To begin, I am a Frenchman, a teacher of languages and a poor man;--necessarily a poor man, as the great world would say, or I should not be a teacher of languages and my wife a copyist of great pictures, selling her copies at small prices. In our own eyes, it is true, we are not so poor--my Clelie and I. Looking back upon our past we congratulate ourselves upon our prosperous condition. There was a time when we were poorer than we are now, and were not together, and were, moreover, in London instead of in Paris. These were indeed calamities: to be poor, to teach, to live apart, not even knowing each other--and in England! In England we spent years; we instructed imbeciles of all grades; we were chilled by east winds, and tortured by influenza; we vainly strove to conciliate the appalling English; we were discouraged and desolate.

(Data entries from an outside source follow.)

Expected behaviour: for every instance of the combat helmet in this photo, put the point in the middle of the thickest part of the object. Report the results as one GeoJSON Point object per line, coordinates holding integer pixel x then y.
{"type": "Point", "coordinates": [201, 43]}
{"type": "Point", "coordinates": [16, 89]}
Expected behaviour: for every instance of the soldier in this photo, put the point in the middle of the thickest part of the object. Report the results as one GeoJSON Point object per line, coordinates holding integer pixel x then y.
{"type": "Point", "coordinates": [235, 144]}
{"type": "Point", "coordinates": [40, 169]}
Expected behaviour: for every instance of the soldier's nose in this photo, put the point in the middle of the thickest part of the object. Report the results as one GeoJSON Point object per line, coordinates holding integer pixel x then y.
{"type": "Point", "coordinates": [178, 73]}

But this, thank lebon Dieu! is past. We are united; we have our little apartment--upon the fifth floor, it is true, but still not hopelessly far from the Champs Elysees. Clelie paints her little pictures, or copies those of some greater artist, and finds sale for them. She is not a great artist herself, and is charmingly conscious of the fact.

"At fifteen," she says, "I regretted that I was not a genius; at five and twenty, I rejoice that I made the discovery so early, and so gave myself time to become grateful for the small gifts bestowed upon me. Why should I eat out my heart with envy? Is it not possible that I might be a less clever woman than I am, and a less lucky one?"